1840. Browning, Sordello, V. 429. She thrid somehow, by some glimpse of *arrow-loop, The turnings to the galleries below.
1779. T. Forrest, Voy. N. Guinea, 156. On cutting an *arrow-plant (a species of pine), I found fresh water drop from it.
1513. Douglas, Æneis, XI. xii. 27. Wythin ane *arrow schot on athir syde.
1653. Holcroft, Procopius, III. 79. Attending the cure of his Wound without *Arrow-shot.
1852. Miss Yonge, Cameos, I. Introd. 1. Tyrrells arrow-shot.
1870. F. Wilson, Ch. Lindisf., 92. The lower storey lighted only by an *arrow-slit.
1878. Smiles, Robt. Dick, iv. 31. Perforated here and there with arrow-slits.

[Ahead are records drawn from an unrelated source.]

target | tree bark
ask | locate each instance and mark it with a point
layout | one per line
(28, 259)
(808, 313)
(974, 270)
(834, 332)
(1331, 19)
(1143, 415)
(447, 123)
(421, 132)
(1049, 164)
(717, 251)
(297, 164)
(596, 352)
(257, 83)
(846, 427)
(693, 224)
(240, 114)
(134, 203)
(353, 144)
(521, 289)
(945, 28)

c. 1400. Destr. Troy, V. 1588. Armurers and *Arowsmythis.
1618. Pulton, Coll. Stat. 7 Hen. IV., vii. Because the arrow smithes doe make many faultie heads for arrowes and quarrels.
1611. Bible, Gen. xlix. 17. Dan shall be a serpent by the way, an adder [marg. *arrowsnake] in the path.
1833. Penny Cycl., I. 88/2. The Hebrew denomination Kippoz [Isa. xxxiv. 15] which the learned Bochart has shown to refer more properly to the acontias or anguis jaculus, the arrow or dart-snake of the Greeks and Romans.